6. No caso dos presentes autos não há que se falar em indenização por danos morais, nem em repetição do indébito no que preceitua o art. 42, parágrafo único, do CDC. Isso porque, já remanesceu descaracterizada a pretensão da ora apelada, considerando as provas colacionadas e as fundamentações acima referenciadas, de modo que, salutar a reforma da sentença ora combatida.
7. A apelante insurge contra a aplicação de multa por litigância de má-fé no importe de 8%(cinco por cento) do valor da causa, requerendo o seu afastamento, redução ou parcelamento.
8. RECURSO CONHECIDO E PARCIALMENTE PROVIDO.
DECISÃO: “Acordam os componentes da 2ª Câmara Especializada Cível, do Tribunal de Justiça do Estado do Piauí, à unanimidade, votar pelo CONHECIMENTO e PARCIAL PROVIMENTO do presente recurso, a fim de julgar improcedente a demanda, declarando válido o contrato, celebrado entre as partes; fixo, ainda, honorários advocatícios, na base de 15% (quinze por cento) sobre o valor da condenação. Reformar a sentença tão somente para reduzir o percentual arbitrado a título de litigância de má-fé de 8% (oito por cento) para 2% (dois por cento) sobre o valor da causa. Sendo a parte Apelada beneficiária da justiça gratuita, ficam os ônus decorrentes de sua sucumbência em condição suspensiva de exigibilidade, na forma do art. 98, §3º do CPC. Diante da recomendação do Ofício-Circular Nº 174/2021 – PJPI/TJPI/PRESIDENCIA/GABJAPRE/GABJAPRES2, deixei de remeter os autos ao Ministério Público, por não vislumbrar interesse público que justifique sua atuação, nos termos do voto do Relator.”
RELATÓRIO
Trata-se de APELAÇÃO CÍVEL interposta pelo GONCALA SOUSA DA SILVA, contra sentença proferida nos autos da Ação De Indenização Por Danos Morais C/C Repetição De Indébito, ajuizada por BANCO DO BRASIL, ora apelada.

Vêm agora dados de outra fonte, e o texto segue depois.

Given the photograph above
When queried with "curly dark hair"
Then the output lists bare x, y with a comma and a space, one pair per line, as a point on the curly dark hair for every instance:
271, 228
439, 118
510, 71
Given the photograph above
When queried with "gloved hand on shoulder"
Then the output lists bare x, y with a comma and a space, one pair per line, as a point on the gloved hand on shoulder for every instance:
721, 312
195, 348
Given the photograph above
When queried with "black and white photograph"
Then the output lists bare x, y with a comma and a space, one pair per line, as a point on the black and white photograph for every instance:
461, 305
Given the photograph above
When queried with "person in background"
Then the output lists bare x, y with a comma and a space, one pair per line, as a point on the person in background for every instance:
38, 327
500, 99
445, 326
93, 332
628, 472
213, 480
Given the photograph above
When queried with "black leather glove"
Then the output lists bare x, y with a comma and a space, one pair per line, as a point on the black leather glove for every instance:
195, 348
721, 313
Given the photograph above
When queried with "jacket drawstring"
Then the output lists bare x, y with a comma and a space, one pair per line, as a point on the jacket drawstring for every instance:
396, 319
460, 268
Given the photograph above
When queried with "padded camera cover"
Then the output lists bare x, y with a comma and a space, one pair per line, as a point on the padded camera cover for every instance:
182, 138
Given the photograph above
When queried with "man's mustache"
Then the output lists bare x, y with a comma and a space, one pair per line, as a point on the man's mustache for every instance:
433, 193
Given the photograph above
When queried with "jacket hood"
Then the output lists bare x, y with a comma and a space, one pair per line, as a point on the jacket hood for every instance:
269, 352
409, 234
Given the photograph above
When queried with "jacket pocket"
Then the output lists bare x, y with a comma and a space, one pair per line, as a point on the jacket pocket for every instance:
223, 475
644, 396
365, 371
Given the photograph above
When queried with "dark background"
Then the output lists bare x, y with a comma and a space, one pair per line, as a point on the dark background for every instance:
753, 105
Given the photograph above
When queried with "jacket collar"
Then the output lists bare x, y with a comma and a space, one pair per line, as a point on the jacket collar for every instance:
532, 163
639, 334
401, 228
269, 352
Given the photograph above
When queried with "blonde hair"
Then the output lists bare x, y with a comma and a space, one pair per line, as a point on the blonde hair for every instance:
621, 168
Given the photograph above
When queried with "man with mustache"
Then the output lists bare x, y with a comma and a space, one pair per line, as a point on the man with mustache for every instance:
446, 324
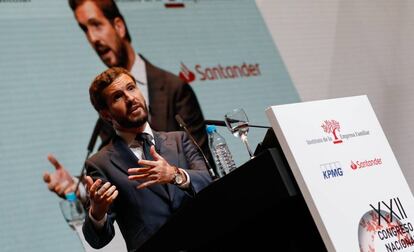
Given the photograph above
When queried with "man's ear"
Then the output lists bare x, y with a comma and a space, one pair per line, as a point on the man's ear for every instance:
120, 27
104, 114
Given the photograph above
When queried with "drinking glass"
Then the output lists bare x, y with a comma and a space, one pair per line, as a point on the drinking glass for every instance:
238, 124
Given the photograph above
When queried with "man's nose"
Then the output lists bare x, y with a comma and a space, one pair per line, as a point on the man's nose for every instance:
129, 97
92, 37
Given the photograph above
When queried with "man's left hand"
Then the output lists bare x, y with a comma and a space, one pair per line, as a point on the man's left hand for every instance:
158, 171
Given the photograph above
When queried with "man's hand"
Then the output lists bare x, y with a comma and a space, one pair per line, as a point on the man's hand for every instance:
60, 181
158, 171
101, 197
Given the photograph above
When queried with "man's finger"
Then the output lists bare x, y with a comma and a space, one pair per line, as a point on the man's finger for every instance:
151, 181
46, 177
154, 153
110, 191
144, 162
113, 197
137, 177
138, 170
89, 182
54, 161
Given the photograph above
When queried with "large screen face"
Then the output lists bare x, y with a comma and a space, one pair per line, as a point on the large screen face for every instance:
221, 48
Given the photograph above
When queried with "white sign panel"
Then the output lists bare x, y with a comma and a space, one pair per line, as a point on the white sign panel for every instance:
348, 174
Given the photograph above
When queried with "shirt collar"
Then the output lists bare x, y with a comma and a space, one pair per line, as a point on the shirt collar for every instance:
130, 137
138, 70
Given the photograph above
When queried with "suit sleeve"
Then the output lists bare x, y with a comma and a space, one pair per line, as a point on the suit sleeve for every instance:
98, 238
188, 107
197, 171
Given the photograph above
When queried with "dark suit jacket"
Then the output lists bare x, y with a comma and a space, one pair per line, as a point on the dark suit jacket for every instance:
168, 96
140, 212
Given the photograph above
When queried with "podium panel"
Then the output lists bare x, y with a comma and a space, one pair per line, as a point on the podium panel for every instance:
256, 207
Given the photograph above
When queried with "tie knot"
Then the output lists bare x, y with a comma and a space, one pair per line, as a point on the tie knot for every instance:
145, 138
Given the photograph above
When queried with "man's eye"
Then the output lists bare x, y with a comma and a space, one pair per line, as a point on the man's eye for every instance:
117, 97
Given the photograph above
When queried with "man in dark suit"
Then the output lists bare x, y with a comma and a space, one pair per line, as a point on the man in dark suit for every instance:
166, 94
143, 183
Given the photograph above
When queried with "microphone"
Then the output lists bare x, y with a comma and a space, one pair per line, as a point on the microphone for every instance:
183, 125
223, 123
91, 145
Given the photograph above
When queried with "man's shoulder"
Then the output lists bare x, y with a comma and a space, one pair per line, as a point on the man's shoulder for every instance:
156, 74
102, 155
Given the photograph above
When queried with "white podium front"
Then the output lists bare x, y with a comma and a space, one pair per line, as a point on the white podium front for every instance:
116, 245
347, 173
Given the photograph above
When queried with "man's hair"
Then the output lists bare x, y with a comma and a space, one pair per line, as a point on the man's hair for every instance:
109, 9
102, 81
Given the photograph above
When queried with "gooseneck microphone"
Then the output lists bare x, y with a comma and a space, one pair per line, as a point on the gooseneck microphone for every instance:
91, 145
183, 125
223, 123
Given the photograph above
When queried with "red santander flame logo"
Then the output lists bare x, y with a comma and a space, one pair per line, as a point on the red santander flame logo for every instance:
332, 126
185, 74
353, 165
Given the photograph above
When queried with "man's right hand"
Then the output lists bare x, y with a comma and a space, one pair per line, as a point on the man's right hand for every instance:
60, 181
101, 197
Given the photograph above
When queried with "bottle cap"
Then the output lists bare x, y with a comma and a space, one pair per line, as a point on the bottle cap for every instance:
71, 196
211, 128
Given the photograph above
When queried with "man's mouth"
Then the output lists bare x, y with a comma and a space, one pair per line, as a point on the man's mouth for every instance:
102, 50
134, 109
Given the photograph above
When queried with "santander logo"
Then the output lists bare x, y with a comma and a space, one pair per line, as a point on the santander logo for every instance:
219, 72
186, 74
359, 164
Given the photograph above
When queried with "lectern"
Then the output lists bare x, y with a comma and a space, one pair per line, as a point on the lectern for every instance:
257, 207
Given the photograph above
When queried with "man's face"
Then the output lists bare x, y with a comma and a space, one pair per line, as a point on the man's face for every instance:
103, 35
126, 105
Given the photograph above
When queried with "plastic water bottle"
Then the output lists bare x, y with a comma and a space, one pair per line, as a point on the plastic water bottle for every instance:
73, 211
220, 151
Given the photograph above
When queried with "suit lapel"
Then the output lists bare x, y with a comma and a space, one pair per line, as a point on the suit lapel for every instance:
124, 158
158, 100
163, 148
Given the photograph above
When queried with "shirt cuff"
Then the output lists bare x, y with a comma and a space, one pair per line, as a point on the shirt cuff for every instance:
98, 223
81, 190
185, 185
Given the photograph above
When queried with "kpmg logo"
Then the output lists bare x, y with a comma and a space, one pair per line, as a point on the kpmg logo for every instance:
331, 170
359, 164
219, 72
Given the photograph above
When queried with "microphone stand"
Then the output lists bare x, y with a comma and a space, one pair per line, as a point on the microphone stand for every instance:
222, 123
184, 126
90, 148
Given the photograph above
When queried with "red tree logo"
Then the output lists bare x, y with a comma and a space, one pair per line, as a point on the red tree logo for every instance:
185, 74
333, 127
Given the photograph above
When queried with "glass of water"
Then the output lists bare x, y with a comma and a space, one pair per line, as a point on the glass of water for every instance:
238, 124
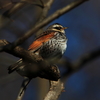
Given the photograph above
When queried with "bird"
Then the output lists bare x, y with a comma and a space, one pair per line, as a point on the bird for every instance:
50, 45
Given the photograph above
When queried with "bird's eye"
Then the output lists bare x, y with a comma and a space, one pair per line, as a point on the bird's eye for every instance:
57, 28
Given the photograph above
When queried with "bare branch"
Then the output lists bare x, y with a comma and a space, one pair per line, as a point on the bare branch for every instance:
56, 88
25, 82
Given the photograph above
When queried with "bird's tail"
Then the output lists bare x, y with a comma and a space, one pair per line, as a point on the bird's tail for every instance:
13, 67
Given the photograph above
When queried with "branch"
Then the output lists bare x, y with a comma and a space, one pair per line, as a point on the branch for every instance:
56, 88
25, 82
57, 14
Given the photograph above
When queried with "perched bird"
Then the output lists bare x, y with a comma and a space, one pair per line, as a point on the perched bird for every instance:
50, 45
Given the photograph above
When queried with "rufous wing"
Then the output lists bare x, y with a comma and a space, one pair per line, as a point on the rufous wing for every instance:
39, 42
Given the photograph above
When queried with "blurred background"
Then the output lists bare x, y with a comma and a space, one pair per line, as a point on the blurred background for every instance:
83, 37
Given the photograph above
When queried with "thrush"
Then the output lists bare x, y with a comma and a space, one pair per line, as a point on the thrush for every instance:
50, 45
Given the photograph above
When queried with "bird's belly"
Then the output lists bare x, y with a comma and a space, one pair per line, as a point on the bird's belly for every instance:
53, 49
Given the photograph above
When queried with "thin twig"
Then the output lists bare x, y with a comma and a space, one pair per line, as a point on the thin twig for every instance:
56, 88
25, 82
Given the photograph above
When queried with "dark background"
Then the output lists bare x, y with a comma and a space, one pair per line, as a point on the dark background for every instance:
83, 37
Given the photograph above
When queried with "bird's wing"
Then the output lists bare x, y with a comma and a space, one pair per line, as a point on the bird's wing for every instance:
39, 41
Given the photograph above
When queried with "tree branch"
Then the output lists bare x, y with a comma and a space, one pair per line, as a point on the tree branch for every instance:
56, 87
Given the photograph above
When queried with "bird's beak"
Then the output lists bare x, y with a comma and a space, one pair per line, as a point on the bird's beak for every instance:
64, 28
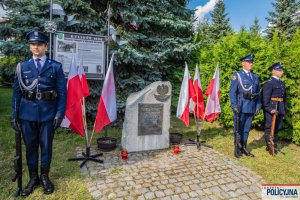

Em sentença (ID 11472546), o d. juízo de 1º grau julgou parcialmente procedente a demanda, da seguinte maneira:
(…)
“Portanto, JULGO IMPROCEDENTES os pedidos formulados na inicial, nos termos do art. 355, I e art. 487, I, ambos do CPC, para afastar a responsabilidade da parte ré. CONDENO a parte autora a pagar a quantia correspondente a 8% do valor da causa, a título de multa por litigância de má-fé. Custas pela parte autora, estando as obrigações decorrentes de sua sucumbência sob condição suspensiva de exigibilidade em razão da concessão da gratuidade da justiça e somente poderão ser executadas se, nos 5 (cinco) anos subsequentes ao trânsito em julgado da decisão que as certificou, o credor demonstrar que deixou de existir a situação de insuficiência de recursos que justificou a concessão de gratuidade, extinguindo-se, passado esse prazo, tais obrigações do beneficiário”.
(...)
GONCALA SOUSA DA SILVA, interpôs Recurso de Apelação, requer o conhecimento e provimento do presente apelo, e redução da litigância de má-fé do valor atualizado da causa, ante as considerações contidas no ID 11472548.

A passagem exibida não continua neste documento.